Dass die Vereinzelungssaat bei der Hybridsorte zur Ernte 2017 nicht ganz den durchschlagenden Effekt hatte wie 2016, dürfte in der um zwei Wochen verspäteten Aussaat (13.10.2016) begründet sein. Zieht man einen Sortenvergleich innerhalb des Systems konventioneller Drillsaat, fällt Hybery gegenüber Nordkap um 3 bzw. 6 % ab. Zur Ernte 2017, als aufgrund der späteren Aussaat die Kompensation der Triebdichte in der Hybridsorte zu spät ablief, war die Sorte Nordkap signifikant besser. Eine Verringerung der Saatstärke um annähernd 50 % birgt somit auch ein gewisses Risiko bzw. setzt optimale Bestockungsbedingungen im Kurztag und somit eine zeitige Saat voraus.
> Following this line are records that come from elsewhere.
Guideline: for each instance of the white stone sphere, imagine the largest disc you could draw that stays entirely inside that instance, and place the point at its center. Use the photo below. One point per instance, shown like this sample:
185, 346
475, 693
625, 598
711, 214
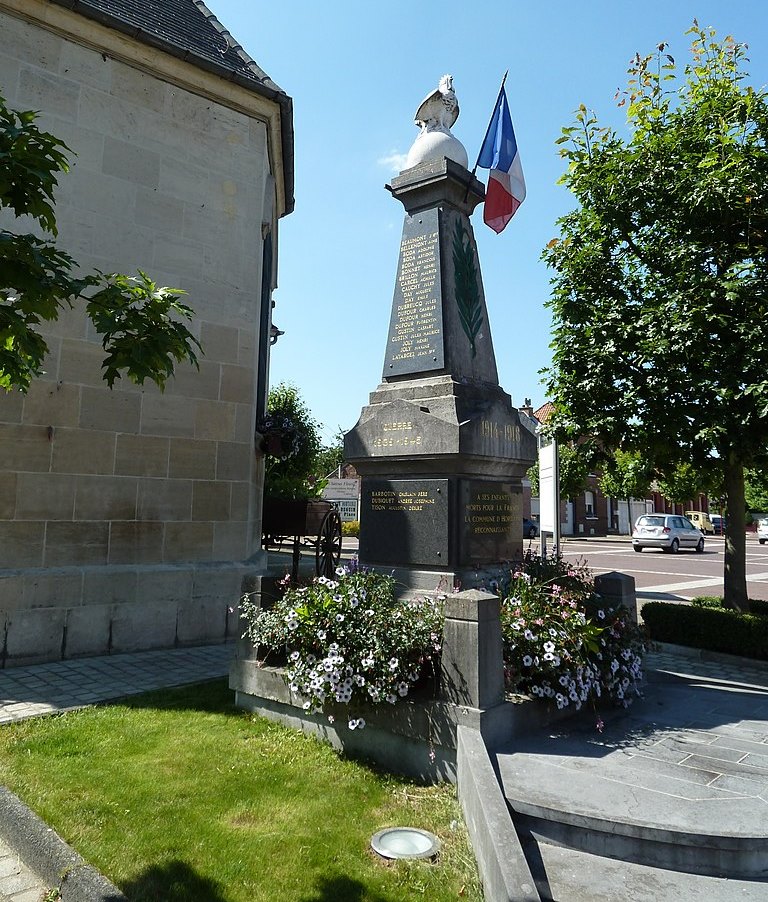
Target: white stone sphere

Im Roggen wurden die beiden Hybridsorten SU Cossani und SU Performer verglichen. In den vorvereinzelten Varianten wurde, wie im Weizen, die Saatstärke auf 80 % reduziert. Die Erträge in den vorvereinzelten Varianten lagen zwar immer unterhalb der konventionellen Drillsaat, statistisch absicherbar war dieser Unterschied jedoch nicht. Ursache war die schlechtere Qualität der Vereinzelung – beim Weizen konnte durch die neue Technik ein um 10 % homogenerer Abstand der Pflanzen in der Reihe erreicht werden als beim Roggen. Somit kompensierte der Roggen die verringerte Saatstärke nicht ausreichend durch die bessere Standraumverteilung (Daten nicht dargestellt). Welche Reduzierung der Saatmenge für die Aussaat mit Vereinzelung optimal ist, gilt es in weiteren Versuchen zu klären.
Ausblick
Neben ersten Ergebnissen resultierten aus den durchgeführten Versuchen einige offene Fragen:
- Würde man bei der Sorte Nordkap ebenfalls eine Ertragssteigerung erzielen, wenn dieselbe Standraumverteilung (Variationskoeffizient) wie bei Hybery erreicht wird?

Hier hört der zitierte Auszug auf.